Module 6 Unit 1 - Data Analysis#
Unit Learning Objectives#
By the end of this unit, you will be able to
Explain what data analysis and why it’s important
Understand how visualizations of data can impact our understanding
What is Data Analysis?#
Data analysis is defined by Wikipedia to be “a [process] of working with data with the goal of discovering useful information, informing conclusions, and supporting decision-making.”
This process can be visualized as steps in a pyramid (known at the DIKW or data pyramid), where each step up the pyramid adds value in terms of insight from the initial raw data.
Being able to analyze data is an important component in data literacy. As this article about ideas discussed at the 2018 World Data Forum illustrates, data can not always be trusted, and even accurate data can still be misleading.
Data analysis enables students, teachers, and citizens to identify incorrect or misleading information and communicate more clearly. These skills are critical to making informed decisions throughout organizations in both public and private sectors.
A wide range of professions involve the frequent use of data analytics, examples include researchers, teachers, data scientists, and statisticians. People in these professions are employed in all manner of industries, including business, government, sciences, technology, and journalism.
The field of data science in particular is rapidly evolving and brings a scientific approach to analyzing data from new and growing sources, including open data, sensor data, and social media data. Using these new sources to data scientist are developing both predictive and prescriptive insights which can improve organizational efficiency, drive policy, and create better methods of decision-making. Professionals in this field tend to be inquisitive, have strong coding and software skills, and expertise in math and statistics.

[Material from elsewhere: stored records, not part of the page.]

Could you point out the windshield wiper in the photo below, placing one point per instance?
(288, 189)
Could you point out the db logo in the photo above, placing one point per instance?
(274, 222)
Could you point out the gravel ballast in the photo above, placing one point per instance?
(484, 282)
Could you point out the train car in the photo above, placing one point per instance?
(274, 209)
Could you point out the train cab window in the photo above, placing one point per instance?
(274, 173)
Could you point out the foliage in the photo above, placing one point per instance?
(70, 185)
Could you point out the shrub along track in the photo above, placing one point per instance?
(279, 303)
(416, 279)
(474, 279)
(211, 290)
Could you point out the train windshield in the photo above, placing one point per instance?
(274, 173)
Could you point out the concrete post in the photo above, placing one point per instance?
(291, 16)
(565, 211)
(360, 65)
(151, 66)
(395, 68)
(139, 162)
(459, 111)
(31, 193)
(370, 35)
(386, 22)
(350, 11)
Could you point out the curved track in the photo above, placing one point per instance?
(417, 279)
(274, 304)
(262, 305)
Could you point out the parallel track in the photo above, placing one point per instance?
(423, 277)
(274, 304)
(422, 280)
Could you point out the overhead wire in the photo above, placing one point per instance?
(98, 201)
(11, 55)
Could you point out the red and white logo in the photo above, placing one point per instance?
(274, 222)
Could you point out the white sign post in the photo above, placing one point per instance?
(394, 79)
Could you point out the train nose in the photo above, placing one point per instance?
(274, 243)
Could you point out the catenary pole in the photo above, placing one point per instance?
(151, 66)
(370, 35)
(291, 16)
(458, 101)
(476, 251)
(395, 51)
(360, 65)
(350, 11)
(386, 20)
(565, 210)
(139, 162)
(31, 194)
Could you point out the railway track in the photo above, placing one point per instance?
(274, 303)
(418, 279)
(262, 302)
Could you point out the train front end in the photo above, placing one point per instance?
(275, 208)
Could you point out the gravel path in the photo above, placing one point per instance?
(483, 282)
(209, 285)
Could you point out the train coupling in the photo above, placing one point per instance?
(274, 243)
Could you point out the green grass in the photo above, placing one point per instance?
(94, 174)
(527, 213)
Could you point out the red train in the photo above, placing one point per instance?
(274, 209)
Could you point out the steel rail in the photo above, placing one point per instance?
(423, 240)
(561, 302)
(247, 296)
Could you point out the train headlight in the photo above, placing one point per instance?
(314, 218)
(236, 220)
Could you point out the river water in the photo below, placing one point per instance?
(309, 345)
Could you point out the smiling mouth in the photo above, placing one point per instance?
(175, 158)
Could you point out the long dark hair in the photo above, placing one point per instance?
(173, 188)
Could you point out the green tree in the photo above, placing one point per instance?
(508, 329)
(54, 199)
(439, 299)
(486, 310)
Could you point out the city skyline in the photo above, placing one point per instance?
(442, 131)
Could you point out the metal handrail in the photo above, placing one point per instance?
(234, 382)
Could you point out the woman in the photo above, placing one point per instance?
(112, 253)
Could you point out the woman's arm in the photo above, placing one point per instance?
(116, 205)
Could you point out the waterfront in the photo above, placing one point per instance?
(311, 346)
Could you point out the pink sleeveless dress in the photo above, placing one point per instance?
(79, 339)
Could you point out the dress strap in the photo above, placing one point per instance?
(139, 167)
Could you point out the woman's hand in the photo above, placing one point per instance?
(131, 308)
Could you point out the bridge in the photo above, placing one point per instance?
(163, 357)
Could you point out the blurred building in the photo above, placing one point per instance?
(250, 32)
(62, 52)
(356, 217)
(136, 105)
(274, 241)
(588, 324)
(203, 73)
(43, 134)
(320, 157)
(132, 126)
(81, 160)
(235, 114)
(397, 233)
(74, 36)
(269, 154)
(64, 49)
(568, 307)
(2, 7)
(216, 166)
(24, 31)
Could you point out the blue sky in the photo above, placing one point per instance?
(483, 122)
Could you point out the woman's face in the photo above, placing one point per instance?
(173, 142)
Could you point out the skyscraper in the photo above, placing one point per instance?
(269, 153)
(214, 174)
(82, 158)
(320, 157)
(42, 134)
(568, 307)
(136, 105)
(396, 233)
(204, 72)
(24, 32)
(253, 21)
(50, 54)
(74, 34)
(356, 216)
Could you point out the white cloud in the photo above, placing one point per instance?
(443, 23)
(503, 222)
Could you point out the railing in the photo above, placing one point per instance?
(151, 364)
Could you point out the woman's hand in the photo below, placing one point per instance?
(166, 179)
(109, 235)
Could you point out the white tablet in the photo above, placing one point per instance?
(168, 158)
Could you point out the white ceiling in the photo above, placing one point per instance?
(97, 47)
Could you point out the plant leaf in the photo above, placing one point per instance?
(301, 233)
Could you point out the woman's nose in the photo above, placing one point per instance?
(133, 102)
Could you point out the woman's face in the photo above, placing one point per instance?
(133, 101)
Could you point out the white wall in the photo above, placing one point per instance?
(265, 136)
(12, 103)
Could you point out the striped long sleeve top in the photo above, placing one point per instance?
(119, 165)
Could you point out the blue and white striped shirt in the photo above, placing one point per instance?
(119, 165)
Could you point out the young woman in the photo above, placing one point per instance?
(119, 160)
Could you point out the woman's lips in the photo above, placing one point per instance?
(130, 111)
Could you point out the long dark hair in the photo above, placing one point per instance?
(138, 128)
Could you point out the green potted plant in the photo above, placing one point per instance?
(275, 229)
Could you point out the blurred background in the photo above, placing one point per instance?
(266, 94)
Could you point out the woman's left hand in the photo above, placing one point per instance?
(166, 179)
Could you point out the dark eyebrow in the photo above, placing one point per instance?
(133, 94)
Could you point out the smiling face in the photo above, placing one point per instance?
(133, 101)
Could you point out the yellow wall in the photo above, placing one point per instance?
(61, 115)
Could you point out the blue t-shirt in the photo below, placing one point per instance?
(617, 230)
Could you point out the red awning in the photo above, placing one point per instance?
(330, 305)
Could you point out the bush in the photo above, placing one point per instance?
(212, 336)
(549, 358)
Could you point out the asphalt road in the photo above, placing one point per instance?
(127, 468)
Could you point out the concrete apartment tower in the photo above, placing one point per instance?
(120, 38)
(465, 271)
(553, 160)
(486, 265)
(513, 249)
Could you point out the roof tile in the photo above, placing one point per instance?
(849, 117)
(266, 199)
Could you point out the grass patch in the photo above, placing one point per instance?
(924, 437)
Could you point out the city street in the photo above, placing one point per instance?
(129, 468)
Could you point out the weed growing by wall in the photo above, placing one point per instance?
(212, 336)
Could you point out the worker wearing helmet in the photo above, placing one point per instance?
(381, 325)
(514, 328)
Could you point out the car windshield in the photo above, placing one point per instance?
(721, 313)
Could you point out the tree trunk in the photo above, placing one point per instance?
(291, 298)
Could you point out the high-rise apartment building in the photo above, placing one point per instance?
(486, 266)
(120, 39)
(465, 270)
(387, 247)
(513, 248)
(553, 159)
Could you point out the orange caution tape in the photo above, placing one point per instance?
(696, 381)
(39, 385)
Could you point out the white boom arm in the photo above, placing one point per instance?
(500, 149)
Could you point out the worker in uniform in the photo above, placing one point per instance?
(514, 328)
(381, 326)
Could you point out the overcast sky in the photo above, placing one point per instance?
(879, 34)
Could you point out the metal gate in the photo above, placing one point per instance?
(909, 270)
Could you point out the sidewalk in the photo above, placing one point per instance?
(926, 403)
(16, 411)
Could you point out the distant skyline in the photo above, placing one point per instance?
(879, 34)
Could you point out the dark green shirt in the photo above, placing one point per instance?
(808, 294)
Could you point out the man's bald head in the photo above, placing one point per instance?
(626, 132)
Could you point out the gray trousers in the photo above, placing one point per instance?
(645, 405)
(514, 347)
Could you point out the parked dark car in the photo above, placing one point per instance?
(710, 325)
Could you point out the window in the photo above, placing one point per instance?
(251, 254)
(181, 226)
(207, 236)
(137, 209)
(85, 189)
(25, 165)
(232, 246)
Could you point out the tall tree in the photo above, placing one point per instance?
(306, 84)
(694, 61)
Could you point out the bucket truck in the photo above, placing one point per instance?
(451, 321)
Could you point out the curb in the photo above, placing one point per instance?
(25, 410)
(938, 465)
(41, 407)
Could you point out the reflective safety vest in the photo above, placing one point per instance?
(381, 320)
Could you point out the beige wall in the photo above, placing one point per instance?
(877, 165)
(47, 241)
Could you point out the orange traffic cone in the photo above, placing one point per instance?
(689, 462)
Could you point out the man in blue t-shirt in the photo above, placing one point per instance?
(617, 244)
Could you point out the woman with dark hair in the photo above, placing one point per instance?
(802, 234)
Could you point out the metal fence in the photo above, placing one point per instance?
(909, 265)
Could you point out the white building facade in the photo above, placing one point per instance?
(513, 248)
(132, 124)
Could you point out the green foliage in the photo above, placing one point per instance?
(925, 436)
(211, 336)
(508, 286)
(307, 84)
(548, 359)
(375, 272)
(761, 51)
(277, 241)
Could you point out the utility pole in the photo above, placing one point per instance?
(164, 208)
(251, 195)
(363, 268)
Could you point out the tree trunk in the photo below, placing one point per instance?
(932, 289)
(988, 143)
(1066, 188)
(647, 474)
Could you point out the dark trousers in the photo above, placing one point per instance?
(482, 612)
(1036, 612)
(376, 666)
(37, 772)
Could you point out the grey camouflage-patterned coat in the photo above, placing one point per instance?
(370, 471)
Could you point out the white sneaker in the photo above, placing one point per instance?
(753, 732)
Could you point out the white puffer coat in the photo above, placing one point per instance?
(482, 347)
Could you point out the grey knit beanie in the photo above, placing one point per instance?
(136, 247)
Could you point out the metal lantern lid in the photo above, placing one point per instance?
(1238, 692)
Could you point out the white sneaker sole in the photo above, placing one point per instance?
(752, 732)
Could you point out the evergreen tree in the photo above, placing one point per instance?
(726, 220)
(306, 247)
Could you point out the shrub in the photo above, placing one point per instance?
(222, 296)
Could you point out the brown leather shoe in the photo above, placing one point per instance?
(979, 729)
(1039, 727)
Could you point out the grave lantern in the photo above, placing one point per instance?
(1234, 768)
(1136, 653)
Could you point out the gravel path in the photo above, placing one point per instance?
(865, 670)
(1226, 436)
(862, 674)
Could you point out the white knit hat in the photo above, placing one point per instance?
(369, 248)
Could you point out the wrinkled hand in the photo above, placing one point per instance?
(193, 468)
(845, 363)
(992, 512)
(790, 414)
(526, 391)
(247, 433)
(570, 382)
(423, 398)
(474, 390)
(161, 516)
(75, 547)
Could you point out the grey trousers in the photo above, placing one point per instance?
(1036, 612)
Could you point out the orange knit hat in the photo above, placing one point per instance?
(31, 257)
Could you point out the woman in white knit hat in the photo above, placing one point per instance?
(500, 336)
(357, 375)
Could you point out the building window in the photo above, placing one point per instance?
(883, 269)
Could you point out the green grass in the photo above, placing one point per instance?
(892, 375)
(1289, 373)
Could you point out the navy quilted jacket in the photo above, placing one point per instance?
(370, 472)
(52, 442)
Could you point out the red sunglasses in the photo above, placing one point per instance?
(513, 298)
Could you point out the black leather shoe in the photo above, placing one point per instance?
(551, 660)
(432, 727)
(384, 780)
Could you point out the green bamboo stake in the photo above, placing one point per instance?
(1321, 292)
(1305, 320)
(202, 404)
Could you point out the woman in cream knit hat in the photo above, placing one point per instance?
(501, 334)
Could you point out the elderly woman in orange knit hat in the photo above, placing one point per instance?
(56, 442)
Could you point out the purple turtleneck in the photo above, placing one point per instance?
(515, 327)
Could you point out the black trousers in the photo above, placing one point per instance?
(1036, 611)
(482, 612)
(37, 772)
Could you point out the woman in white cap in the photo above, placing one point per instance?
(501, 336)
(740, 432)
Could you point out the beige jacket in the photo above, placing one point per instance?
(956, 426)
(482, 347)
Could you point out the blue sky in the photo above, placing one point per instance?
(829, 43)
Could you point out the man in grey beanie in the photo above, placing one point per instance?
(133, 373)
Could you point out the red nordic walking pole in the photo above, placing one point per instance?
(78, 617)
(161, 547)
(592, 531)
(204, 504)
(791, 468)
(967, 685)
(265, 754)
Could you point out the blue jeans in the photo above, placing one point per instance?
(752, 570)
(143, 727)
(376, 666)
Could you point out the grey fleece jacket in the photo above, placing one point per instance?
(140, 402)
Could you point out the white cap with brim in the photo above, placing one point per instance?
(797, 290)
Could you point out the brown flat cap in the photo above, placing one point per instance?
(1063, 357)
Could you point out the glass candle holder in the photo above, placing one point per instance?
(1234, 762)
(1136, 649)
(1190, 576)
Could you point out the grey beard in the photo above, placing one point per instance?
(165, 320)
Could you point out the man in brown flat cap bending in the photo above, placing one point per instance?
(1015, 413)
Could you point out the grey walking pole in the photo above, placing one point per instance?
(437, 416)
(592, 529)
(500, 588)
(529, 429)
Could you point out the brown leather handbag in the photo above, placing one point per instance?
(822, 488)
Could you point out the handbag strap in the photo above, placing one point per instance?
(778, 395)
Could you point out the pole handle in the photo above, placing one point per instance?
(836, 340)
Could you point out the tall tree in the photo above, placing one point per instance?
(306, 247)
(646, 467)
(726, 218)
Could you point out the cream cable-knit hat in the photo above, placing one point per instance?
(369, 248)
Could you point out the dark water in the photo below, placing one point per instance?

The programming language of choice for many data scientists is Python.
from IPython.display import YouTubeVideo
YouTubeVideo('7yDmGnA8Hw0')
External Activity: Representing Data#
A key part in analyzing data is understanding how to represent it in ways that are clear and not misleading. Let’s explore this further using a Jupyter notebook.
Follow the steps below to add the Data Representation notebook to your Callysto hub.
Click this link to open the notebook in your Callysto Hub.
If you have any difficulty following the link, you can also search for the Data Representation notebook in Callysto’s learning module library at https://callysto.ca/learning_modules
As we learned in Module 4, any notebooks you open in Callysto are automatically added to your personal hub, allowing you to revisit and alter them if you wish.
After opening the notebook in Callysto, click Run All to view the learning module as it is intended to be displayed.
When displayed correctly, there shouldn’t be any large blocks of code.
Once you have opened and run the Data Representation notebook in Callysto, read through the content and follow any activity prompts to learn about different ways data can be visualized.